Urgent algebra help ;c
Write the 10th term of the sequence.

Answer 1

okay

Answer 2

what's the common ratio?

Answer 3

5 ?

Answer 4

well.. \(\large \begin{array}{llll}
625&125&25&...\\
\hline\\
&\frac{625}{5}&\frac{125}{5}
\end{array}\)

Answer 5

\(\large \begin{array}{llll}
a_1\\
\downarrow \\
625&125&25&...\\
\hline\\
&625 \cdot \frac{1}{5}&125\cdot \frac{1}{5}\\
&&\qquad \ \uparrow \\
&&r=\textit{common ratio}
\end{array}\qquad \bf \large a_n=a_1\cdot r^{n-1}\\ \quad \\
\Large a_{{\color{red}{ 10}}}=a_1\cdot r^{{\color{red}{ 10}}-1}\)

Answer 6

okay im kinda confused

Answer 7

ok.... where?

Answer 8

do I plug in 1/5 in 'r'?

Answer 9

yes, that's the common ratio in the geometric sequence
notice that to get the next term, you just multiply the previous one by 1/5

Answer 10

Notice that each successive term of the sequence 625,125,25,.. is 1/5 of the preceding term, so, yes, 1/5 is the common ratio.

Can you now write a formula a sub n for the nth term of this sequence? Once you have that, you can easily predict the 10th term by letting n=10.

Answer 11

I got \[\frac{ 1 }{ 3125 }\] ?

Answer 12

is it A?

Answer 13

@jdoe0001 @mathmale

Answer 14

Tima-Shorty,

I did suggest this earlier:

Notice that each successive term of the sequence 625,125,25,.. is 1/5 of the preceding term, so, yes, 1/5 is the common ratio.

Can you now write a formula a sub n for the nth term of this sequence? Once you have that, you can easily predict the 10th term by letting n=10.

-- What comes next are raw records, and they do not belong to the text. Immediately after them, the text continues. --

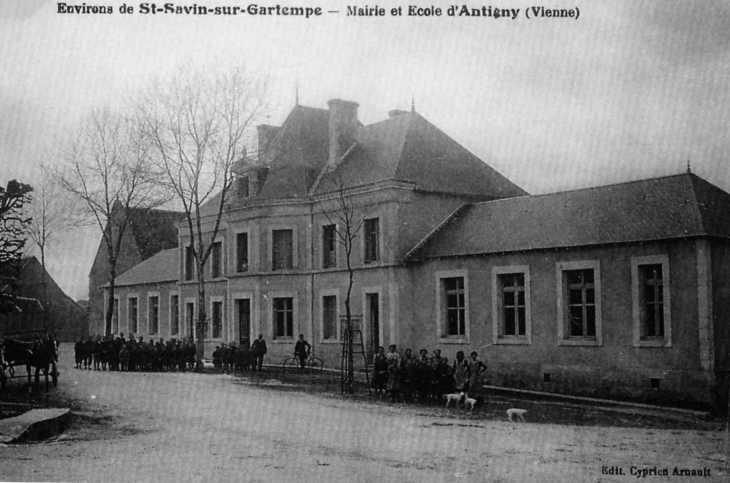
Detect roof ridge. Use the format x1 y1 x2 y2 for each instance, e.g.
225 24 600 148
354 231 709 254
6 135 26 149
403 203 473 261
474 173 696 205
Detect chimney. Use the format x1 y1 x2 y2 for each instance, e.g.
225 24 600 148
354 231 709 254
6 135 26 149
388 109 408 118
255 124 279 166
327 99 360 167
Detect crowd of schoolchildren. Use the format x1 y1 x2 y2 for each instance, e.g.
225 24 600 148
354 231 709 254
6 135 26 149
372 345 487 403
74 333 487 402
74 333 195 372
74 333 266 372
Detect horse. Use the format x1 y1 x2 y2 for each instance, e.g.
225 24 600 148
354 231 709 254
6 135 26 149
2 335 58 393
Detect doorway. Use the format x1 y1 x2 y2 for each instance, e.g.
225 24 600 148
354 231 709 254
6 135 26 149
365 293 381 361
236 299 251 344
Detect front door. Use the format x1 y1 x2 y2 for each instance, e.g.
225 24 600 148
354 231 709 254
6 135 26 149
236 299 251 344
365 293 380 360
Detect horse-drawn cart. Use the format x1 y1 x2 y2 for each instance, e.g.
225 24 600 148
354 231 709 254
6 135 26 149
0 297 58 392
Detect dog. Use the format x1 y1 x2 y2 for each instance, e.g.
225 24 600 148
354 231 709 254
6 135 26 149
444 392 464 407
507 408 527 423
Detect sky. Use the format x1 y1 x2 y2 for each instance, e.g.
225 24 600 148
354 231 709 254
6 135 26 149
0 0 730 299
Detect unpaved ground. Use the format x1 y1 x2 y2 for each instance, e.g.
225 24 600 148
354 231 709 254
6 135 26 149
0 350 730 483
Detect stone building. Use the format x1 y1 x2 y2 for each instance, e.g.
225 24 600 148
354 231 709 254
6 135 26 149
98 100 730 407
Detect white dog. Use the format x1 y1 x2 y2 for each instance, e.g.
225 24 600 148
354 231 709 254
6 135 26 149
444 392 464 407
507 408 527 423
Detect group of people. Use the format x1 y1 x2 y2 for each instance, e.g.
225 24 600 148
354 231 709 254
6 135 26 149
74 333 266 372
74 333 195 372
373 344 487 402
212 334 267 373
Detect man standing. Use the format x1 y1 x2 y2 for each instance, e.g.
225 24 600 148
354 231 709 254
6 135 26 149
294 334 312 371
251 334 266 371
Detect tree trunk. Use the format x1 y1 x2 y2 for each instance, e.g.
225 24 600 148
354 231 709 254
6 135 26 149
104 268 117 335
39 244 48 335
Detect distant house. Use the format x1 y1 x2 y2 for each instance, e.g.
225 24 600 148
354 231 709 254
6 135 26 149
99 100 730 407
89 203 183 335
0 257 89 342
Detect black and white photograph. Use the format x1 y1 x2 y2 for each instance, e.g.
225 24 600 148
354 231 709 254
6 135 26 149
0 0 730 483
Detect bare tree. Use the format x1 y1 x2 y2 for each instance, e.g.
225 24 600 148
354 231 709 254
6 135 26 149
0 180 33 314
56 109 167 334
322 177 367 394
138 65 267 368
25 162 81 330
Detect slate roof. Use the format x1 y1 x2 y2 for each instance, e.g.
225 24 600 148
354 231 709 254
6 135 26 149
129 209 185 260
407 174 730 261
228 106 526 204
111 248 180 287
253 106 329 199
315 112 527 198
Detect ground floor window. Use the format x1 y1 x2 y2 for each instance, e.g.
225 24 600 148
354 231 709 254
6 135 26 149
558 261 601 345
273 297 294 339
436 270 469 343
631 255 671 347
322 295 337 340
147 295 160 335
170 295 180 335
211 301 223 339
127 297 139 335
492 265 532 344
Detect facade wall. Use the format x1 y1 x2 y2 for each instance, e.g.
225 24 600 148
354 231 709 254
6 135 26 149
710 241 730 408
405 241 713 410
107 282 180 340
89 226 142 335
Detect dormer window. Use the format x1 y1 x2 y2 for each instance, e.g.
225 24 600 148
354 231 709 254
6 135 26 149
236 176 251 198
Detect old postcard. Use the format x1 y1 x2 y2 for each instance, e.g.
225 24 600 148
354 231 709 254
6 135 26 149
0 0 730 482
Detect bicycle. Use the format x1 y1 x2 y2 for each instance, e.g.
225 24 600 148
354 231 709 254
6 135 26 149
281 350 324 373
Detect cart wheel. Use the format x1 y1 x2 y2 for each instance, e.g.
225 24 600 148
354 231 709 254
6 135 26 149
307 357 324 372
281 357 299 374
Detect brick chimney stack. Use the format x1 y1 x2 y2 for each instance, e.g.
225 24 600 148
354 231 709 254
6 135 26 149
254 124 279 165
327 99 360 167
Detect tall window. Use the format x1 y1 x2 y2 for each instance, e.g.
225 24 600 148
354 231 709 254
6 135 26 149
211 242 223 278
631 255 672 347
363 218 380 263
127 297 139 335
273 297 294 339
564 268 596 337
112 297 119 334
185 246 195 280
236 299 251 344
147 295 160 335
639 264 664 339
185 302 195 336
499 273 527 336
271 230 294 270
322 225 337 268
236 233 248 273
213 302 223 339
442 277 466 336
322 295 337 340
170 295 180 335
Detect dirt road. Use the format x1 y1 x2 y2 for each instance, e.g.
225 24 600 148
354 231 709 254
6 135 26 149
0 350 728 483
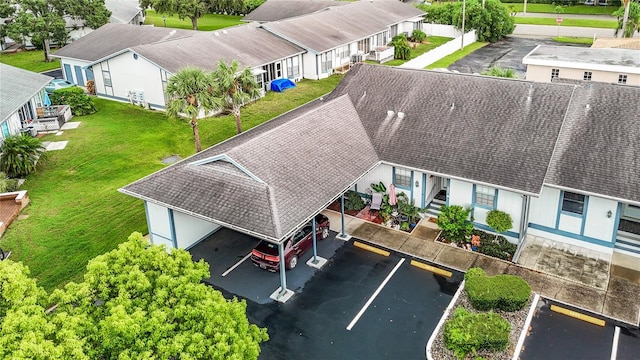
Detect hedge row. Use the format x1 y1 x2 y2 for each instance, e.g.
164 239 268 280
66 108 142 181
443 307 511 359
464 268 531 311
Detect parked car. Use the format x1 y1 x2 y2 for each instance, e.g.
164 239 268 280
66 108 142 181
44 79 76 94
251 214 329 272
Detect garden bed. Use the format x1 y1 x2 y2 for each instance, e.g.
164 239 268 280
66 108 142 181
429 289 535 360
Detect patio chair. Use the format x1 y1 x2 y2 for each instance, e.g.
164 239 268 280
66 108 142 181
369 193 382 214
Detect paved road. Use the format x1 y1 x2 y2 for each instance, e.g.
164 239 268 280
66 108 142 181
513 24 614 38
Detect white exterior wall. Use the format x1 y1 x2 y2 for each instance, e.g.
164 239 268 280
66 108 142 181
60 58 95 86
526 65 640 86
173 211 220 249
93 52 165 108
145 201 173 249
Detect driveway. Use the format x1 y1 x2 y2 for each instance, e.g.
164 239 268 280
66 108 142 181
449 36 592 79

Coming up with such a formula is an important skill in sequences and series.

Answer 15

is it A? \(\large \checkmark\)

Answer 16

With all due respect to y our wishes, Tima-Shorty, I'd much rather help you understand the underlying concept here, which is prediction of the nth term of a sequence. Twice you have not responded to my suggestion that you try writing a formula for that.